Colhendo os frutos de mais um bom ano na carreira, Messi vive a expectativa de repetir o “triplete” (tríplice coroa) conquistado em 2008/2009, temporada em que o Barcelona venceu, sob o comando de Pep Guardiola, a Copa do Rei da Espanha, o Campeonato Espanhol e a Liga dos Campeões da Europa.
“Temos a ilusão de chegar o mais longe possível, então lutaremos por todos os títulos. Agora passamos a dar mais valor aos torneios que disputados, depois de passar um ano sem ganhar nada. Agora, quando as conquistas vêm, nós desfrutamos mais porque sabemos que são muito difíceis de alcançar”, declarou o craque.
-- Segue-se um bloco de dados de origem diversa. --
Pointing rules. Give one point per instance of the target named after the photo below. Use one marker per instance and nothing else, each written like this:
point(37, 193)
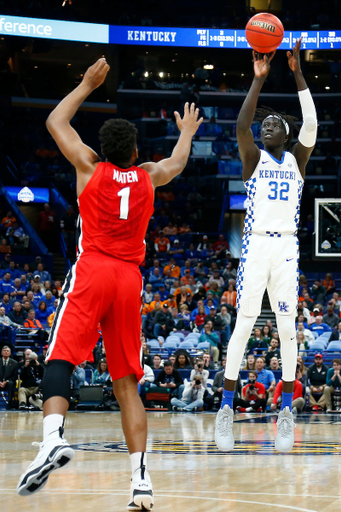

Ainda sobre os 32 hat-tricks de sua trajetória, Messi avaliou o primeiro da carreira como o mais especial, marcado contra o Real Madrid de Fabio Capello em 10 de março de 2007. Mesmo assim, o argentino espera encontrar um lugar especial para todos em sua sala.
“Tenho todas as bolas guardadas em uma vitrine, ao lado dos troféus, mas tenho pensado em fazer algo especial, mais bonito. Receber a bola dos meus companheiros é um reconhecimento de todo o time, mas sem eles eu não teria conquistado nada nesse aspecto individual. Ainda mais em um hat-trick, em que dependo muito deles”, comentou, aproveitando também para falar sobre a rotina de pai, que vive desde novembro de 2012.
“Todo o pensamento muda. Primeiro, você pensa apenas no futuro próximo, hoje planejo tudo em longo prazo. Mudou também a minha forma de lidar com o futebol. Antes, se eu perdia ou jogava mal, não falava com ninguém por três ou quatro dias, até que a loucura passasse. Agora, chego em casa depois de uma partida, vejo o meu filho e tudo vai embora. Ser pai me ajudou a crescer e a pensar no que há além do futebol nesta vida”, concluiu o craque, eleito melhor jogador do mundo quatro vezes.